Avoid driving whenever possible when conditions include sleet, freezing rain or drizzle, snow or dense fog. If travel is necessary, make sure you emergency kit is in your vehicle, that cell phones are charged and emergency numbers are saved for fast dialing. Check on road conditions in advance on the MoDOT Traveler Info Map: http://traveler.modot.org/map/. If your vehicle breaks down or slides off the road, stay with your vehicle and call or wait for help. Remember, staying off roads gives snow removal crews time and space to clear them more quickly.
Make sure alternate heat and power sources, such as fireplaces, woodstoves, kerosene heaters and generators function properly. These sources can be dangerous and must be maintained and operated safely. Keep the correct fuel for each source on hand in a safe location. Proper ventilation is essential. Properly install carbon monoxide detectors throughout the home. Only operate generators outdoors. Ensure your generator will function when needed by running it periodically, as recommended by the manufacturer.
Remember space heaters are dangerous and potentially deadly when misused. Space heaters account for about one-third of home heating fires and 80 percent of home heating fire deaths annually, according to the National Fire Protection Association. These devices are supplemental heating sources and should be turned off when leaving a room or going to bed. Keep anything that can burn at least three feet from heating equipment. Never overload extension cords or electrical outlets. Spaces heaters should never be used in place of a primary heating system
NWS has prepared a webpage with safety tips and information about winter weather and its impact: https://www.weather.gov/lsx/winterweathersafety. The page includes explanations of weather terms like "wind-chill index" as well as information on generator safety and avoiding health and safety risks that come with frigid temperatures, snow and ice.

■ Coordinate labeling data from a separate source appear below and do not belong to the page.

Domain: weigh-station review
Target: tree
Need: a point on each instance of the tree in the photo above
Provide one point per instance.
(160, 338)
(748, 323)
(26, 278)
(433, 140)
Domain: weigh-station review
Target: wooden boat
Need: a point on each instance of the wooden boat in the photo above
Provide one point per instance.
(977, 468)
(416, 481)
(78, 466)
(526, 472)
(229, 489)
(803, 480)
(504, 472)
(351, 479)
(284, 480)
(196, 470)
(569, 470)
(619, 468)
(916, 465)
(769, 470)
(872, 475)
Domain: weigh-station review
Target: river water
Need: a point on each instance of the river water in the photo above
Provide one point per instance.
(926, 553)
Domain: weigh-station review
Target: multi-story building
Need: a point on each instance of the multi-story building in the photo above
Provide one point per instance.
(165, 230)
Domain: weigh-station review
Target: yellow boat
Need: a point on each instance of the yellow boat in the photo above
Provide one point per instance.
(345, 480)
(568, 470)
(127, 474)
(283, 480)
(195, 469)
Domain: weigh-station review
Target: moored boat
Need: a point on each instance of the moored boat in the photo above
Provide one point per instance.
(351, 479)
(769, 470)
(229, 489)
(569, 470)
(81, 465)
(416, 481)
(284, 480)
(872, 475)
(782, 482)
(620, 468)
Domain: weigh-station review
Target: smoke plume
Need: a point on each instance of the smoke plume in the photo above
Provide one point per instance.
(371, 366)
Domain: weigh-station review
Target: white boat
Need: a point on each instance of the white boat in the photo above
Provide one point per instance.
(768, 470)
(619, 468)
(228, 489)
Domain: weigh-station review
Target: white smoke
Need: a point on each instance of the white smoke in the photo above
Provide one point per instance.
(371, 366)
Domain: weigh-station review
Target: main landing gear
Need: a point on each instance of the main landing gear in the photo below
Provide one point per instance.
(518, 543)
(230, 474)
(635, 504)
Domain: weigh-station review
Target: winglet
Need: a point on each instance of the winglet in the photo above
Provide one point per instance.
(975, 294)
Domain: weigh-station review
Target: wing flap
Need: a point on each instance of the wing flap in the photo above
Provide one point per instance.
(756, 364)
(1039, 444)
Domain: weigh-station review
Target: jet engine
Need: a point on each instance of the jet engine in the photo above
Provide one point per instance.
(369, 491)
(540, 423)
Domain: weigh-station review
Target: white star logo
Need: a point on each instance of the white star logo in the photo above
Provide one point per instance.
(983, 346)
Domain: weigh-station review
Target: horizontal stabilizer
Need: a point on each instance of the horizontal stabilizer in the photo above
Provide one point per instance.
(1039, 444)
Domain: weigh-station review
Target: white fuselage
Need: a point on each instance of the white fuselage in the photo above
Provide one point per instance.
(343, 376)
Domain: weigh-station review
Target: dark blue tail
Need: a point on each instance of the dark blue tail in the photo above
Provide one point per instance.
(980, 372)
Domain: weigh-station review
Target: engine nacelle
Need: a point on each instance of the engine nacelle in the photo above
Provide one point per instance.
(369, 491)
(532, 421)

The MO.gov website includes a winter weather safety page that has additional information including safe winter driving techniques, avoiding injury when shoveling and other tips. The page is available at https://www.mo.gov/winter-weather-safety/. It also includes a video from the Missouri State Highway Patrol on driving in snow and ice: https://www.youtube.com/watch?time_continue=1&v=y6yUlAEsBRM.
People should also be aware of the latest weather forecast and understand the different terms NWS uses when issuing winter weather advisories:
Winter Storm Watch — Severe winter weather may affect your area within 12 to 48 hours.
Winter Storm Warning — Severe winter weather is in the area or is imminent and could be life threatening.
Ice Storm Warnings — Ice accumulations of a quarter-inch or more are expected in your area.